Except not. Full HD (1920×1080) IS “2K”, and QHD (2560×1440, or four times the size of 1280×720 HD) is NOT. It’s 2.5K. But “K” is a rubbish term for electronics. It’s a film industry term where aspect ratio and resolutions aren’t standardized or exact, so it makes sense. Even if you include 1440p QHD with the 2K term because 2560 is less than 3K, it’s a statement meant to sound impressive that is factually indistinct from the unimpressive norm.

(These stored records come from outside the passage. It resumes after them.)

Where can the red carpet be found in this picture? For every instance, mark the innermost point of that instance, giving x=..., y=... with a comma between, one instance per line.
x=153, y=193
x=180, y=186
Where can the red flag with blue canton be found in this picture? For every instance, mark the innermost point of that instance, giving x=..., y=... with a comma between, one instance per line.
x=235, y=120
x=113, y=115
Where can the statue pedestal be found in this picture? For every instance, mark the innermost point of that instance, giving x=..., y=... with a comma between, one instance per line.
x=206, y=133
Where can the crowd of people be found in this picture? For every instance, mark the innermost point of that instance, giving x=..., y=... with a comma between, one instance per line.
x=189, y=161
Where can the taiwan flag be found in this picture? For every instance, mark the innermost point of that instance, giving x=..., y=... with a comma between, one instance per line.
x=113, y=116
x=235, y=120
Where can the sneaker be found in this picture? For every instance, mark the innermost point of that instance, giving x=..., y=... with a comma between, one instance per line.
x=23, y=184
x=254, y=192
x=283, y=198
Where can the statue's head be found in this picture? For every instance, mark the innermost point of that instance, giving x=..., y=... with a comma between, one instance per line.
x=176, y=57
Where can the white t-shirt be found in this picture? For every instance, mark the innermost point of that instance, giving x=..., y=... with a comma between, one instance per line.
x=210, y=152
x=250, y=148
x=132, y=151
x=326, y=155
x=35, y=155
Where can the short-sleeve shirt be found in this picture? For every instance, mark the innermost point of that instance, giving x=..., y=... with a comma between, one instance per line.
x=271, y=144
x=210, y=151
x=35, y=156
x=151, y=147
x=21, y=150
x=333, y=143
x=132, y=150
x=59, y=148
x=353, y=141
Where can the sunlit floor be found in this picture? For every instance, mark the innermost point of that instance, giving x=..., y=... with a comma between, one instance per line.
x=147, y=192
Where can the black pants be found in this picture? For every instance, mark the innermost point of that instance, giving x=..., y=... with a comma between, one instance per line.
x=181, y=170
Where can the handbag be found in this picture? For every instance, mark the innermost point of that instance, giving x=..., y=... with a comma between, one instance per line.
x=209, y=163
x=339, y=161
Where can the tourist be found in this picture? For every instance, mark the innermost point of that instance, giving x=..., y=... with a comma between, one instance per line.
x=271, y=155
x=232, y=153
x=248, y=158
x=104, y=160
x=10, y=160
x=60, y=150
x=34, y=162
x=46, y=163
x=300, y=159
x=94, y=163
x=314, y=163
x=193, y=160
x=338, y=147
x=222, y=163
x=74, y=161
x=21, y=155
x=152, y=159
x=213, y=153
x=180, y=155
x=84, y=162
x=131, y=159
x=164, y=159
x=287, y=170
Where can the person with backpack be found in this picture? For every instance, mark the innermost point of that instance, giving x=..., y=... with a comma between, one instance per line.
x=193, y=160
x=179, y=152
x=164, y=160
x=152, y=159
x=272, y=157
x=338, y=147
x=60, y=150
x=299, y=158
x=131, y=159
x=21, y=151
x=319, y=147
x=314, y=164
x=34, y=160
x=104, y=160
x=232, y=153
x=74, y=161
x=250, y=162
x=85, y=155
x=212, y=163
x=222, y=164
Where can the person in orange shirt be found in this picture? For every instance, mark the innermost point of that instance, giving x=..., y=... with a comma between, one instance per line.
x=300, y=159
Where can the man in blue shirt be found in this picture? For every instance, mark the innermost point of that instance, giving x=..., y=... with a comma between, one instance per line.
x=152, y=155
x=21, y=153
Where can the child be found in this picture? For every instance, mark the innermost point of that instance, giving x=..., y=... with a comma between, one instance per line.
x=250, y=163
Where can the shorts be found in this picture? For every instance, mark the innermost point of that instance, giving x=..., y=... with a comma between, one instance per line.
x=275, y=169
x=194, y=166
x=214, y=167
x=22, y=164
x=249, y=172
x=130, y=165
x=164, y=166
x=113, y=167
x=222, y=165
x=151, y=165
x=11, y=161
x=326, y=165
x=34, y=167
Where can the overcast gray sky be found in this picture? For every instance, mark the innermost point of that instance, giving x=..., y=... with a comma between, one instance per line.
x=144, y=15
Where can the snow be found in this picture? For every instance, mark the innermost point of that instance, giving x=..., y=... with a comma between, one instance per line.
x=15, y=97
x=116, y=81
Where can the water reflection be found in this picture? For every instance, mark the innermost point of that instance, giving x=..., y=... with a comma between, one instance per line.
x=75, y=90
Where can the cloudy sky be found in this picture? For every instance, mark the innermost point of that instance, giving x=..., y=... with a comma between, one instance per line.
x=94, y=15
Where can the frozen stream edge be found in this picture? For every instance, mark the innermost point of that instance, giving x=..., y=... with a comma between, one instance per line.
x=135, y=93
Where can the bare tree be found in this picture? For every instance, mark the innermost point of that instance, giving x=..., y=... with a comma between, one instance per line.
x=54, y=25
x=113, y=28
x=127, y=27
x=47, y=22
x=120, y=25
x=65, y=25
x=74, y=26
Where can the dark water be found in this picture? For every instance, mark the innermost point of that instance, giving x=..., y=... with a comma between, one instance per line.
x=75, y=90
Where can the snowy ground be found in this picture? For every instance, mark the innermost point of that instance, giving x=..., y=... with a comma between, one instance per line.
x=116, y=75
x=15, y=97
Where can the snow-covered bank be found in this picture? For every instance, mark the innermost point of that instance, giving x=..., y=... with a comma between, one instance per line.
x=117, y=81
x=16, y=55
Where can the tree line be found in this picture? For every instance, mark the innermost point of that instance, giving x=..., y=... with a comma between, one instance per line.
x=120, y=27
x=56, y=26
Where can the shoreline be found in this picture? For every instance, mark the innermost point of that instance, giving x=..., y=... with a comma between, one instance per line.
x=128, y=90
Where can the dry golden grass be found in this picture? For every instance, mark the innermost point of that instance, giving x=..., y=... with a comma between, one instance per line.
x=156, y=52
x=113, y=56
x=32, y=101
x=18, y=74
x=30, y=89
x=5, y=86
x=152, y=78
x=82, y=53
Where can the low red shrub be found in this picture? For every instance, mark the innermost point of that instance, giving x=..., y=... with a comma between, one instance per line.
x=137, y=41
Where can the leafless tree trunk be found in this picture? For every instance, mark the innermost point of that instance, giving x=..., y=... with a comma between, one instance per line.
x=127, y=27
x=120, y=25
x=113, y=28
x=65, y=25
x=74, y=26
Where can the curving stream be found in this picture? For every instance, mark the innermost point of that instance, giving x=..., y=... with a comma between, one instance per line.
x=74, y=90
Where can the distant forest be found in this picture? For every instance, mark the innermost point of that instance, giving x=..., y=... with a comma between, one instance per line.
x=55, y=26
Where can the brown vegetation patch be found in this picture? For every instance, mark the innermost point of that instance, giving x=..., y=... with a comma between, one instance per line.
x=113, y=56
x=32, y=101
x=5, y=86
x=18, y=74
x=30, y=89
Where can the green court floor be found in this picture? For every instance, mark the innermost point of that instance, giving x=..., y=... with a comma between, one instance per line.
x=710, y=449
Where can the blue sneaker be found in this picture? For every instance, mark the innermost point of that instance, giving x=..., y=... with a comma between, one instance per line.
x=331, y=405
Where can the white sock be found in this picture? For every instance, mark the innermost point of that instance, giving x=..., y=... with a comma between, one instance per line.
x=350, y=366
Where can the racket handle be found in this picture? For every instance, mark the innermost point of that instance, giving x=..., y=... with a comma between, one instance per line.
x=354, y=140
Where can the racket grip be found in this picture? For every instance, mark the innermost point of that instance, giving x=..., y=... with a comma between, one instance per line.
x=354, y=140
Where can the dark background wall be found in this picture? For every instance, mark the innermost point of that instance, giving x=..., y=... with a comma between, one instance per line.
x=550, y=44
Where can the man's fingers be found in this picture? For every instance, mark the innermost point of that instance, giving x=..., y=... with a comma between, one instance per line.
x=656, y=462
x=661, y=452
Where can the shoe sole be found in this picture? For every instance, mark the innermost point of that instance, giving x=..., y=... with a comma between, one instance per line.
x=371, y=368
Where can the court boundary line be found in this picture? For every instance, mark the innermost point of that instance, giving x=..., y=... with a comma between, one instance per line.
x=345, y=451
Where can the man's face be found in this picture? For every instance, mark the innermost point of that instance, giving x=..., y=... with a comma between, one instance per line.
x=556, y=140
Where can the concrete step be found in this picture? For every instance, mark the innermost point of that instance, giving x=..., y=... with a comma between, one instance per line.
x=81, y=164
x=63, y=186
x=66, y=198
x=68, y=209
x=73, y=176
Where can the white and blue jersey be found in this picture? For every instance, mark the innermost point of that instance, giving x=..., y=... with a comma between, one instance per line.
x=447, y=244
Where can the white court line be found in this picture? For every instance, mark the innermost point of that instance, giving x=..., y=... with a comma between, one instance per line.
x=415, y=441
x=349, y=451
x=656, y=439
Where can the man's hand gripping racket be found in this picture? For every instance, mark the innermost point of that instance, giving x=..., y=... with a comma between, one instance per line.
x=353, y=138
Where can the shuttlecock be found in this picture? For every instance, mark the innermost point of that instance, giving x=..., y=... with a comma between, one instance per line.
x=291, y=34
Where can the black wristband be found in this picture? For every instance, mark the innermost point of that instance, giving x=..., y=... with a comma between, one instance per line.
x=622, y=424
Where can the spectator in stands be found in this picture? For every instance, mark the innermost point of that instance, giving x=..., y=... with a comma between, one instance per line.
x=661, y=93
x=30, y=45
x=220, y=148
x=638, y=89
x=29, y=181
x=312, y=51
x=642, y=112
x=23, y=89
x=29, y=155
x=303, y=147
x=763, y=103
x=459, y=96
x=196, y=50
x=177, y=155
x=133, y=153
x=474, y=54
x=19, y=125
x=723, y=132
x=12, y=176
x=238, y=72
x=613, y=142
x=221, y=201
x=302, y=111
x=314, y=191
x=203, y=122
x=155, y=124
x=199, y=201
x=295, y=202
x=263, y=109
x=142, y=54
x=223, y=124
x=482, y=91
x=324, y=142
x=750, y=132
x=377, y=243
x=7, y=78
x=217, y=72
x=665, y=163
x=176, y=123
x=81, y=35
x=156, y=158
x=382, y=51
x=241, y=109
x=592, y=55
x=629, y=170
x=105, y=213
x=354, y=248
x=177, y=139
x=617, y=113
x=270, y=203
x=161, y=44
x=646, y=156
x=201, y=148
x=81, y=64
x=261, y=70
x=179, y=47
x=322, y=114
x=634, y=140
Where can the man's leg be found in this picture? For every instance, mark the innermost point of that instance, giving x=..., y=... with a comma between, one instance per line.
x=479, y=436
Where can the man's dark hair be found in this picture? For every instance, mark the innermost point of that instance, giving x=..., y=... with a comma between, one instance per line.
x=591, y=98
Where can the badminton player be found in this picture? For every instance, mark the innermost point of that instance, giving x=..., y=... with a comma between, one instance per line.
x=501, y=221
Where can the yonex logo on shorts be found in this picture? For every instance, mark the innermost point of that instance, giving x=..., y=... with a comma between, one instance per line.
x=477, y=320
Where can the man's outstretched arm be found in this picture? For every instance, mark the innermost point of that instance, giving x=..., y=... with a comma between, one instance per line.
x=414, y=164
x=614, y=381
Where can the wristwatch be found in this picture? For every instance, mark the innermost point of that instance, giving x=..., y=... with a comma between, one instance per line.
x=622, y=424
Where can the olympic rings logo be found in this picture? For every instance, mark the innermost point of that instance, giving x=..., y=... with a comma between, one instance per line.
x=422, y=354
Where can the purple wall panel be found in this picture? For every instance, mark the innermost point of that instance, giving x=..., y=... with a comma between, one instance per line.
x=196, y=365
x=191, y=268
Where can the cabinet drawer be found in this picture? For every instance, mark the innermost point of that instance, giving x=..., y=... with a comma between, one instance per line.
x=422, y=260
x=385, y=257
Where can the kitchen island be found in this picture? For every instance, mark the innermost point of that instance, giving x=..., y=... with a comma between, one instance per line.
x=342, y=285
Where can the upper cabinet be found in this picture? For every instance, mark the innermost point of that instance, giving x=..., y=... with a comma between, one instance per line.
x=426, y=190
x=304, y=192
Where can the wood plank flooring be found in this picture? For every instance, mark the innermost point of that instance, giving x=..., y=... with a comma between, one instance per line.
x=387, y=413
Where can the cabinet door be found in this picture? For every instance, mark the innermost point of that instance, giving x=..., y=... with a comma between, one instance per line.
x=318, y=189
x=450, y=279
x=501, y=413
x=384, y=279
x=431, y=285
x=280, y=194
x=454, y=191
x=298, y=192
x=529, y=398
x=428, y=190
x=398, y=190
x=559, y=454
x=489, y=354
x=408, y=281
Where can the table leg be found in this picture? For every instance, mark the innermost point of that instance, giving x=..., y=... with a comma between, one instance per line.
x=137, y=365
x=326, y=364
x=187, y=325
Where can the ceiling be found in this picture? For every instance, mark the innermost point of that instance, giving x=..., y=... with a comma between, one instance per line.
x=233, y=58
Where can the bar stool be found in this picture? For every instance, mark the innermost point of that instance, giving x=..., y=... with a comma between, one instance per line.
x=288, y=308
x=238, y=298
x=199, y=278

|Digital Cinema Initiatives 2K (native resolution)||2048 × 1080||1.90:1 (256:135) ~17:9||2,211,840|
|DCI 2K (CinemaScope cropped)||2048 × 858||2.39:1||1,755,136|
|DCI 2K (flat cropped)||1998 × 1080||1.85:1||2,157,840|
|1080p HDTV||1920 × 1080||1.78:1 (16:9)||2,073,600|
Professional video cameras record in 5K or 6K and the video editor crops from there. Consumer electronics are standardized, so it’s nonsense to use “about 4,000 pixels wide, give or take a couple hundred” term for a TV with a standardized resolution of 3,840×2160, and “about 5,000 pixels wide” for an iMac with a resolution of 5120×2880. Just say 2880p, 2160p/UHD, 1440p/QHD, 1080p/FHD, and 720p HD, like we always have in the past. No one is ever going to refer to FHD as 2K because the term 1080p is so ingrained in our minds, so we just need to give up 4K. It’s confusing to use a second term that’s nearly double the previously common term, thanks to the fact it refers to a different axis. It makes people think 4K is 4x 1080p in every direction, or 16x the size, when it’s really only 4x the size.